Les disques du printemps en Angleterre
Comme "Ici Berlin", le mois dernier dans ces mêmes colonnes, "Ici Londres" dresse dès aujourd'hui, un mois sur deux, l'inventaire des sorties d'albums français en Grande-Bretagne, premier marché européen du disque, troisième mondial.
Première constatation : le contingent tricolore du printemps est symboliquement mené par trois grandes vedettes de la chanson (Francis Cabrel, Mylène Farmer et Patricia Kaas). Par ordre d'apparition, Francis Cabrel, dont le précédent opus, "Samedi soir sur la terre", s'est écoulé à 3 millions d'exemplaires en 1994 (dont un tiers à l'exportation), a ouvert le feu avec un nouvel album entièrement acoustique, "Hors saison" (Columbia/Sony Music), déjà double disque de platine en France. Mylène Farmer a suivi. La seule chanteuse française qui ait récemment retenu l'attention des médias anglo-saxons (il y a quatre ans pour son précédent album, "Anamorphosée") revient avec "Innamoramento" (Polydor France/Universal Music), un exercice électronique et froid, plus proche de l'esprit des débuts que ses derniers clips ("XXL" and co). Comme toute star qui se respecte, Patricia Kaas aurait pu attendre quatre ou cinq années pour ressortir une série de chansons nouvelles, à l'image de Francis Cabrel et Mylène Farmer. Son disque en anglais toujours en panne, "la Fille de l'Est" défend depuis le 18 mai son premier LP studio en deux ans. Commercialisé par Columbia (distribution Sony Music), "le Mot de passe" a accaparé l'auteur compositeur en vogue, l'inévitable Pascal Obispo, qui a signé les trois quarts des morceaux, le reste incombant à Jean-Jacques Goldman, qui avait déjà écrit pour Patricia Kaas ("Il me dit que je suis belle").

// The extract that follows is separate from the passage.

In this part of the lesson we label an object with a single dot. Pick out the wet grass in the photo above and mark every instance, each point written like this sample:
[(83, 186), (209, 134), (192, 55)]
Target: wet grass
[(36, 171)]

Dans l'ombre des stars, la relève se fait aussi une (petite) place dans les bacs des disquaires britanniques. A commencer par Dany Brillant qui, après son escapade cubaine, se présente en ce moment sous un "Nouveau jour", titre de son nouvel album, chez Sony Europe. Poursuivant une carrière discrète, Marie-Paule Belle, qui connut son heure de gloire à la fin des années 70, revient après plusieurs années de silence avec un nouvel enregistrement, "Quand tu passes" (BMG Europe). Autre revenant des 70's : le Hollandais francophile Dick Annegarn ("Mireille", chez Polygram Europe). Issus du revival breton, Matmatah voit débarquer chez les cousins britons son album "La ouache" (Tréma), sorti l'an dernier en France, où il s'est vendu à plus de 300.000 exemplaires à ce jour, propulsé par le tube "Lambe an dro". Plus underground, les rockeurs de Little Rabbit ont confié à divers DJs le soin de remixer quelques-uns uns de leurs morceaux. Le résultat a donné naissance à "Remixed by", chez Rosebud/Barclay (distribution Universal Music). Enfin, au rayon "musiques électroniques" (le plus intéressant, commercialement parlant), signalons chez l'indépendant Distance la compilation house "French sessions", remixée par DJ Deep.
Rangée en Angleterre dans la catégorie world music, Amina vient de publier chez Mercury un disque tout en sonorités arabisantes. Plus au sud du continent africain, les Sénégalais de Touré Kunda se retournent sur une carrière de 20 ans, au travers d'une compilation publiée par Sony Europe, "Légende". Avec un peu de retard, "Fils de Zamal", l'album de Lo'Jo, sort enfin au Royaume-Uni, grâce à Night & Day.
Le registre classique et jazz est assez déserté ces temps-ci. C'est tout juste si l'on remarque la publication par Black & Blue d'un album de Stéphane Grappelli, en duo avec Pizzarelli. Et, à coup sûr, l'essai de l'avant-gardiste Pierre Bastien ("Musiques paralloïdres", chez Lowlands) devrait demeurer particulièrement confidentiel.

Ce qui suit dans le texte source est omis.